The upcoming effort to strike a bipartisan budget-balancing deal will be the chance to prove that argument - especially for returning members of Congress who oppose the amendment but want to cast a "yes" vote this year for eliminating deficits.

"The pressure is on them to be very supportive of an honest budget attempt," said Rep. Charles Stenholm, (D-Texas), a sponsor of the amendment.

"He's put in a position where it's kind of, 'Show me, Mr. President,"' Senate Budget Committee Chairman Pete Domenici (R-N.M.), another amendment supporter, said of Clinton.

The Senate continued debating the amendment yesterday, a day after Sen. Robert Torricelli (D-N.J.), sounded its likely death-knell by saying he would vote against it. Barring unexpected 11th-hour switches, that would make the final vote 66-34 for it - one shy of the two-thirds majority needed for constitutional amendments.

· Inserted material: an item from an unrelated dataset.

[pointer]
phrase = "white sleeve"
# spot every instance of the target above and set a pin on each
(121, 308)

Clinton's approval reaches 60 percent

WASHINGTON - President Clinton is drawing high marks for his job performance despite swirling questions over campaign financing, Whitewater and his personal life, a new poll says.

The Pew Research Center survey found people are hearing a drumbeat of negative news about the president but, so far, it doesn't seem to matter.

"The American public has no nerve endings," said Andrew Kohut, survey director. "They overwhelmingly told us all they hear about Bill Clinton is scandal," then gave him a thumbs up.

Overall, 60 percent approved of the way Clinton is handling his job, a record in Pew polls and up one point from one taken the week before his second-term inauguration. Thirty-two percent disapproved, also up one point.

The new survey was taken from Thursday to Sunday, amid continuing revelations about Democratic money raising but before the release of documents showing Clinton's direct involvement in offering big donors White House access.

In a USA Today-CNN-Gallup poll done after that disclosure, 42 percent said Clinton was wrong to invite large contributors to stay in the Lincoln Bedroom.

King widow makes case for Ray trial

MEMPHIS - Seven previous times over the past 28 years - beginning three days after James Earl Ray entered his guilty plea for the assassination of Martin Luther King Jr. in March of 1969 - Ray or his lawyers have petitioned the courts for a trial. Seven times he has been flatly refused. But two factors have brought a new urgency to the case: Ray's rapidly declining health from a liver ailment and the participation, for the first time, of the King family.

In an achingly emotional scene in Brown's court last Thursday, King's widow, Coretta Scott King, appealed to the judge to "bring some sense of closure to the pain we have endured."